Snow leopard beetle optimization and deep learning: a hybrid approach for routing and intrusion detection in WSN
摘要
A Wireless Sensor Network (WSN) refers to a decentralized network architecture where sensor nodes, administrative units, and sink nodes work together to observe conditions and gather data efficiently. Due to the rapid progress in wireless communication, WSNs have gained significant popularity across various industries, as they overcome the limitations of existing techniques in collecting and monitoring data in harsh environments. The rapid growth in data transmission has made security a critical concern in WSN. The prevailing methods used to analyze network traffic data exhibit poor detection accuracy during intrusion attacks.
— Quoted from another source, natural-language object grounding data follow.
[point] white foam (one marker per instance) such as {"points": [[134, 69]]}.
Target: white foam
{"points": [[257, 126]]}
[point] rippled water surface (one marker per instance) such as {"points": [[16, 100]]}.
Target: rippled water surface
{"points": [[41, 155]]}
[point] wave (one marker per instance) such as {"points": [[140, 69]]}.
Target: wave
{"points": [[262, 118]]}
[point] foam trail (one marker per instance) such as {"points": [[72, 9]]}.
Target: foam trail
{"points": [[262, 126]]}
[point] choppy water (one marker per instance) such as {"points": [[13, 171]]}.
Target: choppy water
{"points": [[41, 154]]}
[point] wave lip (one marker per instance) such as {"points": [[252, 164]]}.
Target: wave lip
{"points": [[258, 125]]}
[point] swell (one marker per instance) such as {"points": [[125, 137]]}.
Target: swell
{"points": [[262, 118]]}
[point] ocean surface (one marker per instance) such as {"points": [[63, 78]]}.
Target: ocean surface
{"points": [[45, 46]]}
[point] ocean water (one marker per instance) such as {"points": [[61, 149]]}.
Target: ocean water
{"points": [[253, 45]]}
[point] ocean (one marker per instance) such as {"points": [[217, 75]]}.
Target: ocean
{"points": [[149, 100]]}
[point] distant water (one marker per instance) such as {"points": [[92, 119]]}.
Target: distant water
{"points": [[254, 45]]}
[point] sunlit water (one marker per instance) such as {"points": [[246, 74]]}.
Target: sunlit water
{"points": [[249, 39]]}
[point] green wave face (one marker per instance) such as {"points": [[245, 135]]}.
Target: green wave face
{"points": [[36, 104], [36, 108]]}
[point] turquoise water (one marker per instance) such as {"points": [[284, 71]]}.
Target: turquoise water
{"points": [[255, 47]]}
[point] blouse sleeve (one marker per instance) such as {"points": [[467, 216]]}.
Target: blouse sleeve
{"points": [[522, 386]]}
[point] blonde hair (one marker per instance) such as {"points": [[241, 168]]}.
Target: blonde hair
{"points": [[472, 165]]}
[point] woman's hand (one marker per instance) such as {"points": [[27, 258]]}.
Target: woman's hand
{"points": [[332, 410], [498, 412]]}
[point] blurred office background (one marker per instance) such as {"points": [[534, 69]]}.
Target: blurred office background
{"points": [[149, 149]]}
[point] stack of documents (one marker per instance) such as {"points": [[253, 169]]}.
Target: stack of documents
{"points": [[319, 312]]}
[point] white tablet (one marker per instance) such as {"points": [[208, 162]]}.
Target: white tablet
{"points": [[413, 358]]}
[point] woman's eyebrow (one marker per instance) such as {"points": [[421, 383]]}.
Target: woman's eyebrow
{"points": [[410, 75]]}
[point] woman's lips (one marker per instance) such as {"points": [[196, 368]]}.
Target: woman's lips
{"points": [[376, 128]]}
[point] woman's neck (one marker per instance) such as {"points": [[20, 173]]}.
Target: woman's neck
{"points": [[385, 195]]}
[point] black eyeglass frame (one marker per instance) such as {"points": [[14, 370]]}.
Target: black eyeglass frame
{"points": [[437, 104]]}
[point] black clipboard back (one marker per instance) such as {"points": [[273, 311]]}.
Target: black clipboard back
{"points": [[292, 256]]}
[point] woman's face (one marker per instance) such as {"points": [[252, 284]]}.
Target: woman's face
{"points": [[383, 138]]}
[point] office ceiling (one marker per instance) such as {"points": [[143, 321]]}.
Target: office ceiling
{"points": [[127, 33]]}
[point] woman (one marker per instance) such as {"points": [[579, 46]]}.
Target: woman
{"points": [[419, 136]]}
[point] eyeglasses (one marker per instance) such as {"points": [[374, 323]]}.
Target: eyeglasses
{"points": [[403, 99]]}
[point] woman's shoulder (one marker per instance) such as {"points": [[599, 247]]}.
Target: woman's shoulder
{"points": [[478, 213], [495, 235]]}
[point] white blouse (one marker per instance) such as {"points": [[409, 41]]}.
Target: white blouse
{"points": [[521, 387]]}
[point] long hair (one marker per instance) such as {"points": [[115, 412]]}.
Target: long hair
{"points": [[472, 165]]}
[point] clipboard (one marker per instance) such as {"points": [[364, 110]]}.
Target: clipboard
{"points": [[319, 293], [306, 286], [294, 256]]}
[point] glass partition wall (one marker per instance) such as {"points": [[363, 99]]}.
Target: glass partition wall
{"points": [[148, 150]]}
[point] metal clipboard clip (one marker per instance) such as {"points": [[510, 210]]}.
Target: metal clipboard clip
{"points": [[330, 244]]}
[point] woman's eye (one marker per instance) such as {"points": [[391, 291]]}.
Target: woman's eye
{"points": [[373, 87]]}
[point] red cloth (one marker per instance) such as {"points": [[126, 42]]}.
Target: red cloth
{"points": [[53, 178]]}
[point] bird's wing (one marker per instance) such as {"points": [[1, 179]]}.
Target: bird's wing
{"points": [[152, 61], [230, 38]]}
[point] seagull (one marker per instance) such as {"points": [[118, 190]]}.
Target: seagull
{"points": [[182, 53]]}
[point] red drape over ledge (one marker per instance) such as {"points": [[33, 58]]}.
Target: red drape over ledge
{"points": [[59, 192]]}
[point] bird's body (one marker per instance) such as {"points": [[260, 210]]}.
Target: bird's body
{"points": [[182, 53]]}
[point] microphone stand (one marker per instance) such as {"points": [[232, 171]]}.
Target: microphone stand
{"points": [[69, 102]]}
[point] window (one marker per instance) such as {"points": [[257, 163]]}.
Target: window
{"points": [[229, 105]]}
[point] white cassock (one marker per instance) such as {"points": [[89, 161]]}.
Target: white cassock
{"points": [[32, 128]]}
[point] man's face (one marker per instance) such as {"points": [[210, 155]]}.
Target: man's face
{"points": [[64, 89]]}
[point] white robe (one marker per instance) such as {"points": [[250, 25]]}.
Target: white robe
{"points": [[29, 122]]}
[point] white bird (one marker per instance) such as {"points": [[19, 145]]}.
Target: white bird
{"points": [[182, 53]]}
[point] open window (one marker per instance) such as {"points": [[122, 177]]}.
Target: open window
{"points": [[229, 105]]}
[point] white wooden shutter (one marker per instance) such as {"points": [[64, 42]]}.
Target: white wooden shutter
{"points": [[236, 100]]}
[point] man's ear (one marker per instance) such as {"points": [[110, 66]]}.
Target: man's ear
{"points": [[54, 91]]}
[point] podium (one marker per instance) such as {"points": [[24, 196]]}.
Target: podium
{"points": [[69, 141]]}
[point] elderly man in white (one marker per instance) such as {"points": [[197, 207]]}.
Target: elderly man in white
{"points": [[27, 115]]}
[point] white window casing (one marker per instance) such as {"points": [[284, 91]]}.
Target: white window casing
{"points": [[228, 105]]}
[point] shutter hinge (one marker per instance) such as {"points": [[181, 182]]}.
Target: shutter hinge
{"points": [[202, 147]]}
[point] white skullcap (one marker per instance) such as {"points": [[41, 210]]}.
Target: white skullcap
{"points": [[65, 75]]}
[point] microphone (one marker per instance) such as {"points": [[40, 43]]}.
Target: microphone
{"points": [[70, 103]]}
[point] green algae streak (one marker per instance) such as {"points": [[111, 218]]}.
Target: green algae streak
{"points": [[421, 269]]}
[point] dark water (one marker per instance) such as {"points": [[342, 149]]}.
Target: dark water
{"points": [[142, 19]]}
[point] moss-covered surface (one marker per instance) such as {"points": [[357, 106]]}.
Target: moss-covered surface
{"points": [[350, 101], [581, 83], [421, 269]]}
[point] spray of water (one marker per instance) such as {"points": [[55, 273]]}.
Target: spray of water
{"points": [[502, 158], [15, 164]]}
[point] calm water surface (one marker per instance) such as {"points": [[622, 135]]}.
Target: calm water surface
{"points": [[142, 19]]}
This paper proposes a novel hybrid framework named Snow Leopard Beetle Optimization_Convolutional eXtreme Gradient Boosting (SLepBO_ ConvXGB) for intrusion detection in WSN, which introduces a unique integration mechanism, combining the global exploration capability of Snow Leopard Optimization Algorithm (SLOA) with the local exploitation strength of Dung Beetle Optimization (DBO) to achieve faster and more stable convergence in routing decisions. The adaptive synergy between SLOA and DBO ensures optimized routing with reduced energy consumption and minimal packet delay, outperforming conventional routing approaches. Routing in the simulated WSN is achieved using Snow Leopard Beetle Optimization (SLepBO), taking multiple objective fitness parameters into account. Next, the input data undergoes normalization using the Tanh estimator, after which feature fusion is performed through a Deep Neural Network (DNN) with Jeffreys similarity to improve classification performance. Subsequently, intrusion detection is carried out using ConvXGB, with its performance optimized through SLepBO. Further, the SLepBO for routing achieved distance, residual energy, and delay of 0.100 J, 81.346 m, and 0.718 ms, whereas the SLepBO_ConvXGB for intrusion detection obtained 92.777% of True Negative Rate (TNR), 91.988% of accuracy, 91.157% of True Positive Rate (TPR), 90.878% of precision, and 91.818% of F1-score. These results highlight the technical innovation and synergistic mechanisms of the proposed framework, demonstrating superior convergence, energy efficiency, and intrusion detection performance compared to existing methods.